Il y a de fortes chances pour que l’on soit rapidement re-confinés (en me baladant dans le quartier, j’ai croisé quasiment autant de monde qu’en temps normal), mais j’espère que ce ne sera pas le cas.  Dans une quinzaine de jours, je vais me faire charcuter (on va m’arracher la preuve de mon intelligence supérieure et de ma sagesse digne de celle de maître Dayo. Je trouve ça dommage, mais bon, on n’a rien sans rien. Il faut accepter quelques sacrifices pour avoir un sourire sorti d’une pub de dentifrice. Il paraît qu’on va me shooter, que je vais juste faire quelques rêves bizarres et en ressortir avec la tête d’un hamster), événement qui aurait dû avoir lieu deux mois avant. Je me dis que sur une courte période, j’aurai droit à la sortie des nouveaux tomes de mangas pour lesquels je poiraute depuis des mois, alors une petite opération, c’est rien en comparaison. Mais ça me donne vraiment l’impression que c’est fini, que tout va redevenir normal alors que ça va être long, très long.

Azadée

Le journal des collégiens de Valmy

Des règles

Cela fait maintenant 56 jours que le confinement a été proclamé par Emmanuel Macron. Cela fait maintenant 56 jours que j’ai constaté une baisse importante de mes libertés et une hausse importante de la suprématie des parents.

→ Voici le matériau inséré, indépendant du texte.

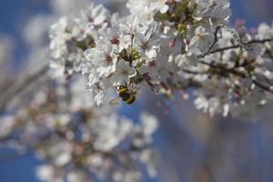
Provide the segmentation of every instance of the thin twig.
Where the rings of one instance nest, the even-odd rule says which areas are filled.
[[[48,70],[48,65],[44,66],[37,72],[18,79],[0,96],[0,114],[5,111],[7,105],[16,95],[24,91],[30,84],[40,78]]]
[[[199,58],[205,57],[207,55],[208,55],[211,50],[213,49],[214,46],[218,42],[218,31],[220,30],[220,28],[223,26],[223,25],[219,25],[216,27],[216,30],[214,32],[214,40],[213,43],[211,44],[211,46],[209,46],[208,50],[204,53],[203,55],[199,56]]]
[[[238,76],[242,77],[242,78],[248,77],[246,74],[241,73],[239,71],[237,71],[236,69],[231,69],[231,68],[227,68],[227,67],[224,67],[224,66],[217,66],[217,65],[214,65],[214,64],[207,63],[205,61],[200,61],[200,63],[202,63],[204,65],[207,65],[207,66],[208,66],[212,68],[219,69],[219,70],[221,70],[225,73],[233,74],[234,76]],[[259,83],[258,81],[257,81],[255,79],[251,79],[251,81],[255,86],[261,88],[262,90],[265,90],[265,91],[267,91],[270,94],[273,94],[273,90],[270,88],[270,86],[267,86]]]
[[[272,42],[272,41],[273,41],[273,38],[267,38],[267,39],[261,39],[261,40],[251,40],[251,41],[248,41],[247,43],[243,43],[243,45],[244,46],[249,46],[249,45],[252,45],[252,44],[265,44],[267,42]],[[225,46],[225,47],[221,47],[221,48],[217,48],[217,49],[215,49],[213,51],[210,51],[206,56],[215,54],[215,53],[218,53],[218,52],[230,50],[230,49],[237,49],[237,48],[239,48],[239,47],[241,47],[241,45],[234,45],[234,46]]]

Je voulais donc faire un billet d’humeur, pousser un coup de gueule, contre ces libertés abolies, ces activités manuelles et culturelles décédées.

Revenons-en aux faits et à l’historique de ce confinement. Parlons des règles. Au début, les parents nous ont demandé de faire un emploi du temps. Ce que l’on a fait. Mais, ils l’ont changé ! Cela n’avait donc servi à rien ! Ils nous ont dit que nous devions travailler 3 à 4h par jour – ce qui me paraissait encore à peu près normal. Mais, après avoir reçu un mail du proviseur donnant des consignes relatives à la « continuité pédagogique » et au travail scolaire des enfants, ils ont décidé que ça serait plutôt 6 ou 7h. J’ai pleuré, je me suis plaint mais rien n’y a fait. Ils avaient comme seul argument que ça nous ferait 6 ou 7h de « d’occupation ».  Au bout de 3 jours, ils en revenaient cependant à 3 ou 4h et nous donnaient des emplois du temps plus respectueux.

Puis il y eut les vacances, tout était moins strict, plus détendu, c’étaient les vacances quoi. Mais retour à la case départ dès qu’elles furent terminées : 3 ou 4h de travail imposées le matin plus une heure après le repas de midi et, pour la suite de l’après-midi interdiction de tout « électronique », pas une seule dose d’électronique ! Cela voulait dire que, moi qui ai un amour absolu du cinéma je ne pouvais pas regarder de film l’après-midi ? Quelle injustice quand les parents eux-mêmes sont accros à une série qu’ils regardent sans cesse !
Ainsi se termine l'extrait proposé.